December 2022
Amith Kamath wishes to facilitate faster radiotherapy treatment for patients with glioblastoma through AI-supported therapy planning. The CAIM Young Researcher Award winner appreciates the openness of the Bernese community around AI applications in healthcare, also welcoming ideas from people trained in other disciplines to tackle hard problems in medicine. He is currently pursuing his PhD at the Medical Image Analysis research group of the ARTORG Center for Biomedical Engineering Research and looks forward to translating his research into a clinical tool through the broad entrepreneurial support he is receiving in Bern – including the personalized business coaching by be-advanced as part of his CAIM Award win in the category “translation”.
What drives you in your research?
My research is centered around evaluating the quality of radiotherapy delivered to patients with glioblastoma.
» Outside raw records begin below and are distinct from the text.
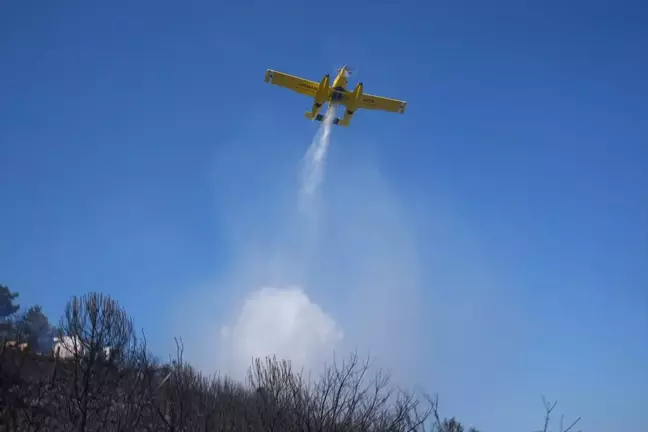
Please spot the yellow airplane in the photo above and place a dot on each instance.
(335, 94)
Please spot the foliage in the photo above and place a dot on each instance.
(7, 306)
(130, 390)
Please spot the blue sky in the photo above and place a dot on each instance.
(143, 156)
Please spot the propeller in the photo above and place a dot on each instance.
(348, 71)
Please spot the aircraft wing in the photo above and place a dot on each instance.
(291, 82)
(368, 101)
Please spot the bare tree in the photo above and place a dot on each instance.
(549, 407)
(91, 324)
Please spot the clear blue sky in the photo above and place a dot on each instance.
(526, 132)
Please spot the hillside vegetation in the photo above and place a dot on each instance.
(87, 387)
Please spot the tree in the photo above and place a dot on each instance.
(35, 329)
(7, 309)
(91, 324)
(7, 306)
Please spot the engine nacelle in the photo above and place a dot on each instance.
(323, 91)
(357, 94)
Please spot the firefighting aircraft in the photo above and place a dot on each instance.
(335, 94)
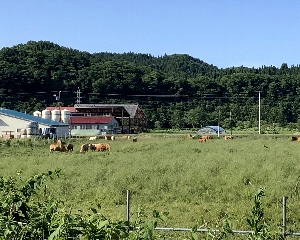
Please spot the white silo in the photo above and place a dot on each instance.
(23, 133)
(65, 115)
(55, 115)
(37, 114)
(46, 114)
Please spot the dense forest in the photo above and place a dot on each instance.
(175, 91)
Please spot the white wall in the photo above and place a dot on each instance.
(8, 123)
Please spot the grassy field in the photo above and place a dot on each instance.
(197, 183)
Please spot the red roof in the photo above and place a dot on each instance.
(91, 120)
(71, 109)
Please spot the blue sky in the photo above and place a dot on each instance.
(224, 33)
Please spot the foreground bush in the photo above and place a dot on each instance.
(27, 212)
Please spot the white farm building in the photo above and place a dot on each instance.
(15, 124)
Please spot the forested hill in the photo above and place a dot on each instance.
(175, 90)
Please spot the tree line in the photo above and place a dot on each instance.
(175, 91)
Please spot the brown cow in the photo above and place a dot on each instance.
(190, 136)
(92, 147)
(110, 138)
(101, 147)
(57, 147)
(70, 147)
(84, 148)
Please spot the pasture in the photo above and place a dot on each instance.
(197, 183)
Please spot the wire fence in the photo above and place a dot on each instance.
(284, 222)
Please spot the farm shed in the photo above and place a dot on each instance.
(209, 130)
(130, 116)
(12, 123)
(93, 125)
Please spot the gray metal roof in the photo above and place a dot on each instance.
(30, 117)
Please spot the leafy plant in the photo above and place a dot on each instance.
(261, 230)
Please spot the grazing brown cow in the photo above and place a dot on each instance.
(206, 137)
(70, 147)
(110, 138)
(190, 136)
(57, 147)
(92, 147)
(101, 147)
(84, 148)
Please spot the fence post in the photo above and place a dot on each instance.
(128, 206)
(284, 215)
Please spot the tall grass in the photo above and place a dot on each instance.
(197, 183)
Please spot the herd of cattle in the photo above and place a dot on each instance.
(204, 138)
(100, 147)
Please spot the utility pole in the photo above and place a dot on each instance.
(259, 112)
(230, 123)
(78, 101)
(219, 124)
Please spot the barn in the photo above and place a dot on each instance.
(14, 124)
(93, 125)
(211, 130)
(91, 119)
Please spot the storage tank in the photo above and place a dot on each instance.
(23, 131)
(55, 115)
(46, 114)
(32, 125)
(37, 114)
(65, 115)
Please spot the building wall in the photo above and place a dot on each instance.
(8, 123)
(95, 129)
Given the usually bad prognosis, people already diagnosed with this tumor currently must wait between one and three weeks until they can start treatment, due to the current workflows in radiotherapy planning. We expect that by using AI models to help draw boundaries around organs while simultaneously estimating the radiation dose and toxicity, radiotherapy treatment can be started earlier before the tumor has progressed further. We hope that someday our work can really add quality to people’s lives in this sense.
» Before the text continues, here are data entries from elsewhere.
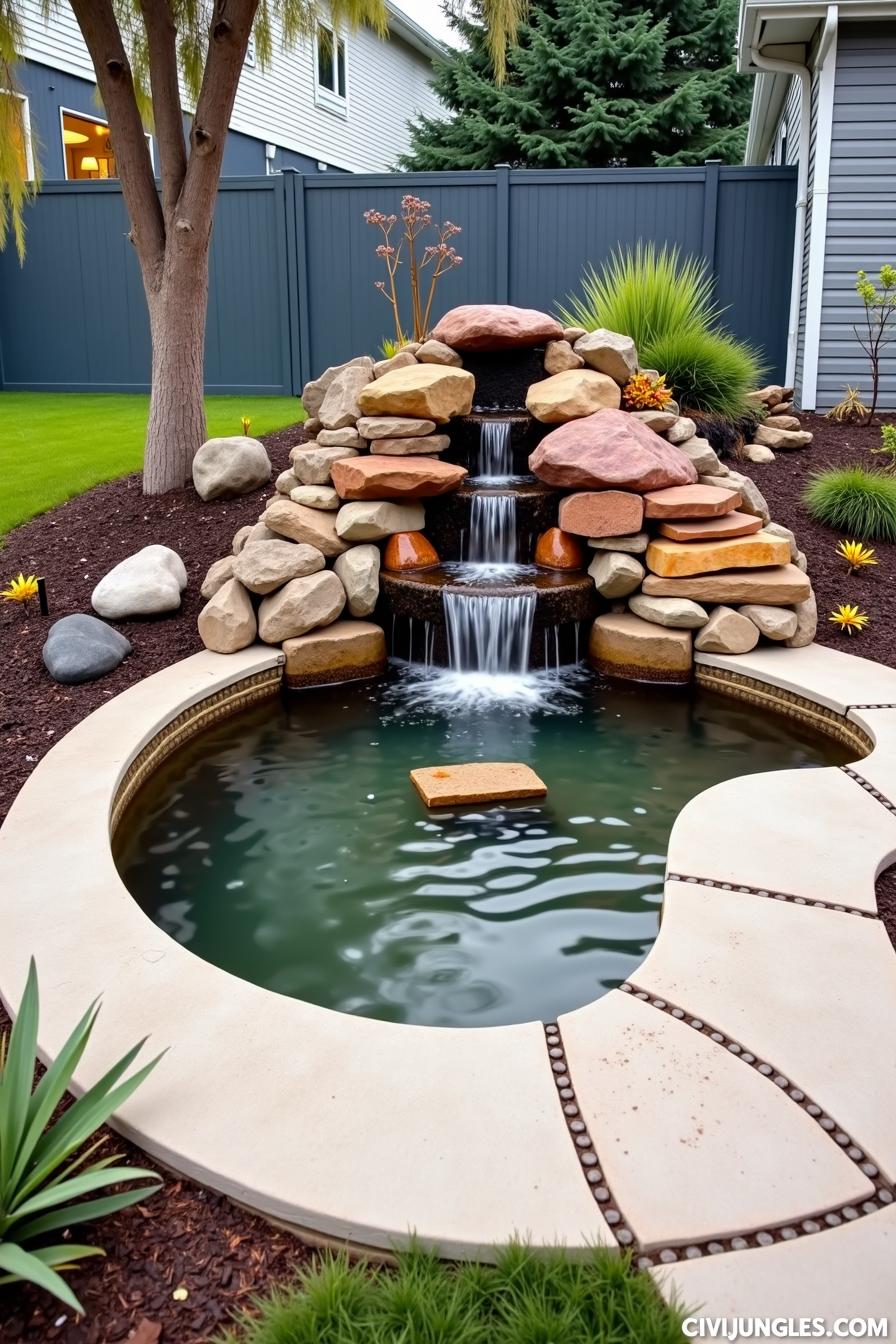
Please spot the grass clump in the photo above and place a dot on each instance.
(664, 303)
(525, 1298)
(856, 501)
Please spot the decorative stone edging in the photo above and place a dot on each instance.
(765, 695)
(187, 725)
(774, 895)
(582, 1140)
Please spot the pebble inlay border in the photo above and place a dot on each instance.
(869, 788)
(773, 895)
(582, 1140)
(782, 1231)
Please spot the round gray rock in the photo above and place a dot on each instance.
(225, 468)
(81, 648)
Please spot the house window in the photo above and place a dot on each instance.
(20, 132)
(329, 58)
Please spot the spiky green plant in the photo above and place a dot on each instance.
(664, 301)
(524, 1297)
(43, 1175)
(859, 503)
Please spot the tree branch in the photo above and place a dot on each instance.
(114, 78)
(230, 30)
(161, 40)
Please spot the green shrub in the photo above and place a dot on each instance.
(707, 371)
(664, 303)
(39, 1190)
(859, 503)
(524, 1297)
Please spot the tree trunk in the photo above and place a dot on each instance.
(176, 409)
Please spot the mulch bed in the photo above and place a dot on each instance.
(188, 1237)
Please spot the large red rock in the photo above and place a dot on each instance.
(496, 327)
(378, 477)
(602, 514)
(610, 449)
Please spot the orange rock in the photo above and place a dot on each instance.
(711, 528)
(379, 477)
(680, 559)
(409, 551)
(691, 501)
(601, 514)
(559, 550)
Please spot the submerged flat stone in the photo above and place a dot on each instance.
(481, 781)
(783, 585)
(679, 559)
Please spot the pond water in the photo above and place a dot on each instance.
(289, 847)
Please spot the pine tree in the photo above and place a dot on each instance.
(591, 84)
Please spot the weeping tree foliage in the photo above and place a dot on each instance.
(141, 51)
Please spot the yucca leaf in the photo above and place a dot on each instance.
(35, 1268)
(18, 1073)
(81, 1120)
(51, 1089)
(85, 1211)
(61, 1192)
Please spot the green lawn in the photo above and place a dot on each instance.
(55, 445)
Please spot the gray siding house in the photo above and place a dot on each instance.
(825, 100)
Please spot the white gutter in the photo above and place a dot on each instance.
(803, 74)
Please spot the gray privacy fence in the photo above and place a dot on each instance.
(293, 265)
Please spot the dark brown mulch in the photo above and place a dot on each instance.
(73, 547)
(782, 483)
(184, 1237)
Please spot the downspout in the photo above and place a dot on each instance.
(803, 74)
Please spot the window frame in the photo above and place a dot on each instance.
(96, 121)
(26, 127)
(324, 96)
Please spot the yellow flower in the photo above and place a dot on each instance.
(856, 554)
(20, 590)
(849, 618)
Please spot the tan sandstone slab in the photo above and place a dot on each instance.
(787, 831)
(379, 477)
(779, 586)
(601, 514)
(571, 395)
(625, 645)
(426, 391)
(711, 528)
(347, 651)
(693, 1144)
(480, 781)
(803, 989)
(681, 559)
(844, 1273)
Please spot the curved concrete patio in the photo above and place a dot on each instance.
(727, 1114)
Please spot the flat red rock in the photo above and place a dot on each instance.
(711, 528)
(691, 501)
(496, 327)
(601, 514)
(379, 477)
(610, 449)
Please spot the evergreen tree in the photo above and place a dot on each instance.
(591, 84)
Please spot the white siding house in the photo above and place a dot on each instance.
(347, 113)
(825, 100)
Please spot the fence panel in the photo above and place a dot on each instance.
(293, 265)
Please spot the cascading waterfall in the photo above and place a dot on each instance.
(490, 635)
(496, 456)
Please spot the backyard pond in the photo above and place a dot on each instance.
(288, 846)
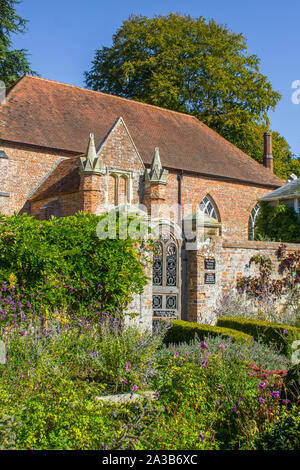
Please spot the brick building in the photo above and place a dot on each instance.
(137, 154)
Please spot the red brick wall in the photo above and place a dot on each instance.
(22, 172)
(26, 168)
(234, 201)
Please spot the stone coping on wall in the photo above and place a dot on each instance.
(260, 245)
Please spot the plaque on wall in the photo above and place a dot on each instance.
(210, 278)
(210, 263)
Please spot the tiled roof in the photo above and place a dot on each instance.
(289, 191)
(49, 114)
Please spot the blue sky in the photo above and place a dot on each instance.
(62, 36)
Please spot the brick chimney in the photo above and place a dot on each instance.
(268, 157)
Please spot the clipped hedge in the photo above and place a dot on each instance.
(183, 331)
(265, 331)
What does winning a CAIM Young Researcher Award mean to you?
What matters to me most is that many of us were able to share our research and receive constructive feedback and comments in a setting like the CAIM Symposium. Beyond the award, the existence of such a vibrant community is very rewarding.
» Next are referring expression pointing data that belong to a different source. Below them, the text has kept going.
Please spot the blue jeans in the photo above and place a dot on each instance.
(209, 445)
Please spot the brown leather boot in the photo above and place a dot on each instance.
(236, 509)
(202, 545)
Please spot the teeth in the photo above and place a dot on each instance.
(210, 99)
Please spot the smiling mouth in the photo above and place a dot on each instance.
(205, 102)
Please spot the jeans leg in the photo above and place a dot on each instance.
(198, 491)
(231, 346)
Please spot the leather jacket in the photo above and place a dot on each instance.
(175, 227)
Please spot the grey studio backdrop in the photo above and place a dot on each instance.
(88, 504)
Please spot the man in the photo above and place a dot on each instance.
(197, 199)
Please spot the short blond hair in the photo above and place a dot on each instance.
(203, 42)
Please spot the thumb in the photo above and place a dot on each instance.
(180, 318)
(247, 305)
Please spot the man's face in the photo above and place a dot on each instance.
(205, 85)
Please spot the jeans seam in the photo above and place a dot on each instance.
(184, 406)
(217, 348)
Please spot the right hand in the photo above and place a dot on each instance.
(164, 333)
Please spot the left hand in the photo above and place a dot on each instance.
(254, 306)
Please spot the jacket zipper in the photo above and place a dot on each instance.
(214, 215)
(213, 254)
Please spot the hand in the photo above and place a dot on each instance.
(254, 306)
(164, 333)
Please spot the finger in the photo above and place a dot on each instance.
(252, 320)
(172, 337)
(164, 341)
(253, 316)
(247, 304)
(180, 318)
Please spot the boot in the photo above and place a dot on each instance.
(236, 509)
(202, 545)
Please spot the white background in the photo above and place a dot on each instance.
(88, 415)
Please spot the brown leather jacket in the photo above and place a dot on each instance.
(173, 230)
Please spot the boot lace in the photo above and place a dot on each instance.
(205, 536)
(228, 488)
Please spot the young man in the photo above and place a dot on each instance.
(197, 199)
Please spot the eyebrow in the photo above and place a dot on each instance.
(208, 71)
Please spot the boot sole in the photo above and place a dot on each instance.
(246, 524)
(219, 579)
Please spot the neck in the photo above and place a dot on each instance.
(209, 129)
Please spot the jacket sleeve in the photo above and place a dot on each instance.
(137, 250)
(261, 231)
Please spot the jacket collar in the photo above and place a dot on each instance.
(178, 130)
For the translational focus of the award, I was fortunate to receive prior exposure through the Innosuisse startup toolbox program “Business Concepts” in October this year. The entrepreneurial coaching opportunity I now have with the CAIM Award is the perfect continuation of that. It would be great to get the experts’ opinion on how we can convert our research into a useful tool or product for clinicians!
If there are ten users of what I build that will mean more to me than writing a PhD thesis that no one may read.
How important is it for you to share your research?
Very much! My background is mostly in image processing and computer vision, and I think it’s great how welcoming the scientific community here is to researchers from other academic backgrounds. I don’t have a biomedicine background, and I believe people without medical schooling can make strong contributions to tackling hard problems in the medical space. Ways of thinking that are commonplace in another field could be novel to healthcare challenges and thus lead to innovative solutions.
I like the people I get to work with daily who motivate me by asking all the right questions. I like that my work is very visual: I find it easier to look at a set of images or a video than at a bunch of equations for an “Aha” moment. When some images are hard to interpret, I appreciate that clinicians are quite open to talk to technical folks like us. This readiness to work with each other and speak the same language is quite important in this line of work.
Therefore, I like to share our research with a broader global community. I use Social Media to exchange ideas with other scientists and our research lab Medical Image Analysis has started a “How to” video series for beginners in Deep Learning for medical imaging, summarizing some of the pitfalls and stumbling blocks in a humorous way (https://github.com/ubern-mia/bender). We are also currently preparing for a symposium on interpretability of AI models at CAIM in March ‘23, with the hope to get a lively discussion going on this important topic for safer AI adoption in medicine.